DSB300 Data Science Capstone Project
To view more information for this unit, select Unit Outline from the list below. Please note the teaching period for which the Unit Outline is relevant.
| Unit code: | DSB300 |
|---|---|
| Prerequisite(s): | (DSB200 and 192cps of study) or (MXB344 or CAB420) |
| Credit points: | 12 |
| Timetable | Details in HiQ, if available |
| Availabilities |
|
| CSP student contribution | $1,192 |
| Domestic tuition unit fee | $4,704 |
| International unit fee | $5,640 |
Unit Outline: Semester 2 2026, Gardens Point, Internal
| Unit code: | DSB300 |
|---|---|
| Credit points: | 12 |
| Pre-requisite: | (DSB200 and 192cps of study) or (MXB344 or CAB420) |
| Coordinator: | Paul Wu | p.wu@qut.edu.au |
Overview
The project addresses a research question or a practical problem through the application of Data Science theories, tools and techniques. It allows you to apply the knowledge of the research skills and practices used to undertake specific Data Science activities. It provides an opportunity to individualise your studies by concentrating on a specific problem domain.
Learning Outcomes
On successful completion of this unit you will be able to:
- Integrate and apply advanced knowledge of data science theory, methods and principles to understand and address industry-relevant issues and problems.
- Demonstrate and apply advanced problem solving, analysis, design and visualisation skills to a Data Science industry project to achieve stakeholder goals.
- Collaborate in a team to professionally and ethically project manage and conduct a data science industry-based project using industry standard tools, techniques and methodologies.
- Communicate professionally with a client demonstrating advanced skills in written, oral and visual presentation of technical content to specialist audiences.
- Critically reflect on industry feedback, self and team performance to identify strategies for further developing professional practice skills.
Content
You must develop and carry out a data science project. The project topic is decided by agreement between your group and your QUT supervisor. Projects relevant to your current or intended employment are encouraged.
Learning Approaches
This unit utilises a blended learning methodology, including online and face-to-face components. The two cornerstones of work integrated learning (WIL) at QUT, i.e., industry engagement and assessed authentic tasks are present in this unit.
Significant learning time will be devoted to working in your groups on formulating and implementing your solution to the industry problem. These solutions will draw upon your learnings from throughout your degree, including generative AI tools. Your activities will include communication, evaluation of information and complex problem solving, which will help you to work effectively within groups with consideration for interpersonal differences. The embedded support for project management in this unit will also further your career development and employability.
Feedback on Learning and Assessment
You can obtain feedback on your project plan, and oral presentation and reports from your supervisor and the academics who mark your works.
Assessment
Overview
All projects will be assessed according to the same set of assessment items specified below. You are expected to develop a written project proposal in week 3. You must produce a project management plan, project report and make an oral presentation, and write a final reflection.
Unit Grading Scheme
7- point scale
Assessment Tasks
Assessment: Portfolio
Made up of two parts. One is a written project proposal (due week 3) providing a description of the industry problem and context, data if relevant, objectives, deliverables and methodology for the project. The second (due week 13) comprises a reflection on professional development (including roles, industry engagement, challenges and lessons learned) and technical reflection (including critical assessment, response to queries, and future steps). Students will practice using GenAI to help them learn about their industry problem domain and reflect upon this in comparison to traditional sources of information.

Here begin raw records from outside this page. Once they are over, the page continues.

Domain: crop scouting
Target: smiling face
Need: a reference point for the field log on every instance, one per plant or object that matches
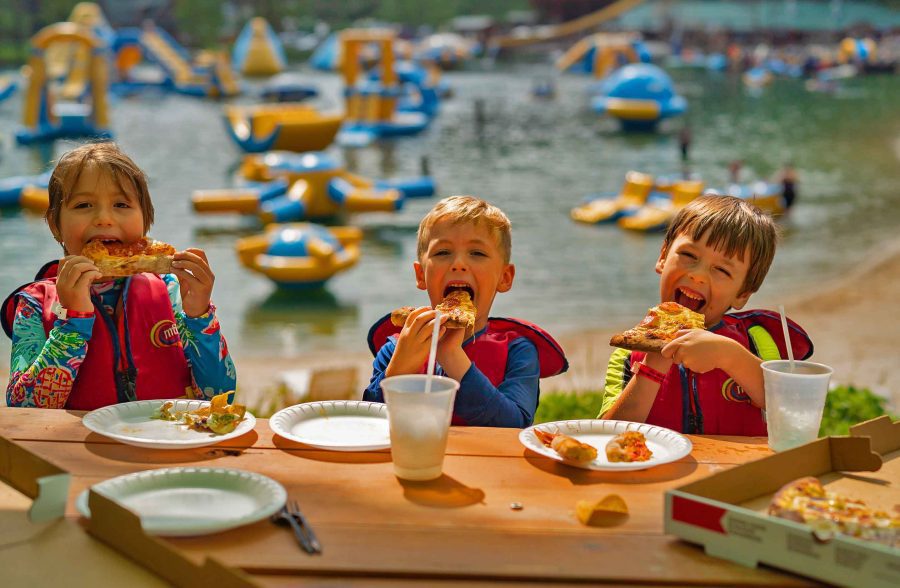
(702, 278)
(99, 207)
(464, 256)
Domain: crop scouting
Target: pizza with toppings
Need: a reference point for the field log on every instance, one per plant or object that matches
(807, 501)
(660, 326)
(457, 305)
(115, 259)
(628, 447)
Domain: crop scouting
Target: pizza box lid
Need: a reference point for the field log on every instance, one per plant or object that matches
(726, 512)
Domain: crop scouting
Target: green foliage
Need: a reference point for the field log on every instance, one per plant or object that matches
(846, 406)
(562, 406)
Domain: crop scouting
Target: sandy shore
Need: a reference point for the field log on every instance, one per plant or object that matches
(852, 323)
(850, 320)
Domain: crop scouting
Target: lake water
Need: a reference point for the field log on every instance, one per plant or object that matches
(535, 159)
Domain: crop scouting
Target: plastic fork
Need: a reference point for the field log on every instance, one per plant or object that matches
(312, 544)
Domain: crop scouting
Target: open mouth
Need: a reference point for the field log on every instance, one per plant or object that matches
(689, 299)
(459, 286)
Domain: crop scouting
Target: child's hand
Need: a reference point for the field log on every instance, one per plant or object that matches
(196, 280)
(414, 342)
(698, 350)
(450, 353)
(73, 283)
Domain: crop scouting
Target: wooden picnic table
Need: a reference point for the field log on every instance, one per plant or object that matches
(376, 529)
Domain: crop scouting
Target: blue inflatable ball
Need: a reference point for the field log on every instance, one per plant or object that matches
(293, 241)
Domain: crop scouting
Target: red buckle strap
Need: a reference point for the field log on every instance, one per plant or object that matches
(642, 369)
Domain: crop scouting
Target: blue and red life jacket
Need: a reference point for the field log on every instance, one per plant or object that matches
(136, 355)
(713, 403)
(488, 351)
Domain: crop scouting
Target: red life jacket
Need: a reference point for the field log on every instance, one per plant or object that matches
(488, 351)
(137, 357)
(713, 403)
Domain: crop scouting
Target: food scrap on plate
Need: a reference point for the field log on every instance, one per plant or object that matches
(217, 417)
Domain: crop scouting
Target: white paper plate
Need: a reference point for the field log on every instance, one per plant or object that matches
(338, 425)
(131, 423)
(192, 501)
(666, 445)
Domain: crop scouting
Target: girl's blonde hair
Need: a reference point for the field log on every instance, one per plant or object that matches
(732, 225)
(467, 209)
(111, 160)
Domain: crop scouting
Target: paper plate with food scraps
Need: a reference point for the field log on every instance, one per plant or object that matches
(595, 444)
(171, 424)
(189, 501)
(336, 425)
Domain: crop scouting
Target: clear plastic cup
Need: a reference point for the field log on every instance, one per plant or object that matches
(419, 423)
(794, 401)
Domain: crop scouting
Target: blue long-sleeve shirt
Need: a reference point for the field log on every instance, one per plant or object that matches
(37, 356)
(478, 402)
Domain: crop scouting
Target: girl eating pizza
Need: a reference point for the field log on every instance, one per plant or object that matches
(82, 339)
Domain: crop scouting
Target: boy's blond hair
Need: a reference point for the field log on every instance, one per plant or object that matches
(732, 225)
(110, 159)
(467, 209)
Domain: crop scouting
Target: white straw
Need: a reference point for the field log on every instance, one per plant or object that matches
(787, 337)
(433, 352)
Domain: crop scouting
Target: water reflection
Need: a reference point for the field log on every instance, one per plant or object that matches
(287, 319)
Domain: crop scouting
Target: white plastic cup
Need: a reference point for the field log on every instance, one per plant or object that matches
(419, 423)
(794, 401)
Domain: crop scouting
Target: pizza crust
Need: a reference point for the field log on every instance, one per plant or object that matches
(457, 305)
(145, 255)
(658, 328)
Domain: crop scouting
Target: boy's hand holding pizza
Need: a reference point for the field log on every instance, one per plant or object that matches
(701, 351)
(414, 341)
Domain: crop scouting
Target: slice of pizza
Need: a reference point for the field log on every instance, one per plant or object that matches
(457, 305)
(115, 259)
(806, 501)
(660, 326)
(627, 447)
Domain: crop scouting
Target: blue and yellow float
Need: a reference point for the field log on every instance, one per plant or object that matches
(656, 213)
(289, 127)
(611, 207)
(26, 192)
(293, 187)
(639, 95)
(764, 195)
(258, 50)
(47, 113)
(300, 255)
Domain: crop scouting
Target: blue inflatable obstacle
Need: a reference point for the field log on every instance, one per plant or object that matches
(300, 255)
(288, 187)
(288, 87)
(639, 95)
(13, 189)
(7, 87)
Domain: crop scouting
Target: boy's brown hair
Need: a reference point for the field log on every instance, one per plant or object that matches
(110, 159)
(733, 226)
(467, 209)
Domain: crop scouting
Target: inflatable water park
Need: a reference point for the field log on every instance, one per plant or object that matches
(646, 203)
(300, 255)
(287, 187)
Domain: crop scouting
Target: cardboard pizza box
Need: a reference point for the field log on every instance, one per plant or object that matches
(726, 512)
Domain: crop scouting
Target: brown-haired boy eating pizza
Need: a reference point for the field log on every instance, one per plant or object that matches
(715, 254)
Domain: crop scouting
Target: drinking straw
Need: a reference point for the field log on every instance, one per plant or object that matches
(787, 337)
(433, 352)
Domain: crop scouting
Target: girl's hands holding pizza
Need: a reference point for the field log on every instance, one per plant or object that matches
(73, 283)
(196, 280)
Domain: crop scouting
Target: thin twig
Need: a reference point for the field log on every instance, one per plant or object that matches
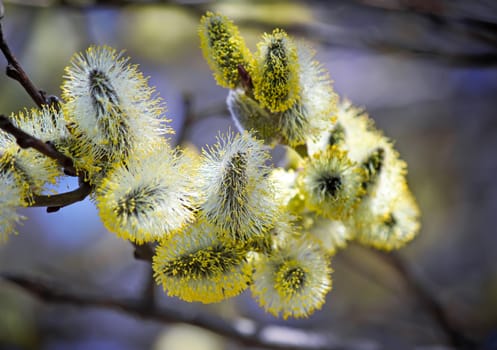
(15, 71)
(57, 201)
(431, 303)
(25, 140)
(243, 331)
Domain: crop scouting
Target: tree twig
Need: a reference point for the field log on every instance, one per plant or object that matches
(431, 303)
(15, 71)
(243, 331)
(25, 140)
(57, 201)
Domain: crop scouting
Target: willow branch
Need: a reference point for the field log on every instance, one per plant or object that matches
(243, 331)
(25, 140)
(430, 302)
(57, 201)
(15, 71)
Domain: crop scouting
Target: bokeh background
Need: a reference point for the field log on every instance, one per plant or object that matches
(426, 71)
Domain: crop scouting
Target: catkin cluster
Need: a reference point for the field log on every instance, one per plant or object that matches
(222, 220)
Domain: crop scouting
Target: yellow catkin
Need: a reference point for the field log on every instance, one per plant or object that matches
(276, 72)
(223, 48)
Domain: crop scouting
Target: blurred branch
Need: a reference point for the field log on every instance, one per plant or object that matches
(243, 331)
(15, 71)
(24, 140)
(430, 302)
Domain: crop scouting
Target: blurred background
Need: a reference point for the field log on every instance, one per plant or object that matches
(426, 71)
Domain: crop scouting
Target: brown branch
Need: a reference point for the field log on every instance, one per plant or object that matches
(57, 201)
(243, 331)
(15, 71)
(431, 303)
(24, 140)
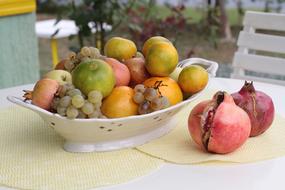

The ethical and responsible use of generative artificial intelligence (GenAI) tools is authorised in this assessment. See the relevant assessment details in Canvas for specific guidelines.
This assignment is eligible for the 48-hour late submission period and assignment extensions.
Assessment: Professional Plans
Written project plan providing a description of background, scope, objectives, work breakdown milestones and deliverables.
The ethical and responsible use of generative artificial intelligence (GenAI) tools is authorised in this assessment. See the relevant assessment details in Canvas for specific guidelines.
This assignment is eligible for the 48-hour late submission period and assignment extensions.
Assessment: Project (applied)
Written project report providing a detailed description of the project and its outcomes. Oral presentation of outcomes to industry and academics and peers.
The ethical and responsible use of generative artificial intelligence (GenAI) tools is authorised in this assessment. See the relevant assessment details in Canvas for specific guidelines.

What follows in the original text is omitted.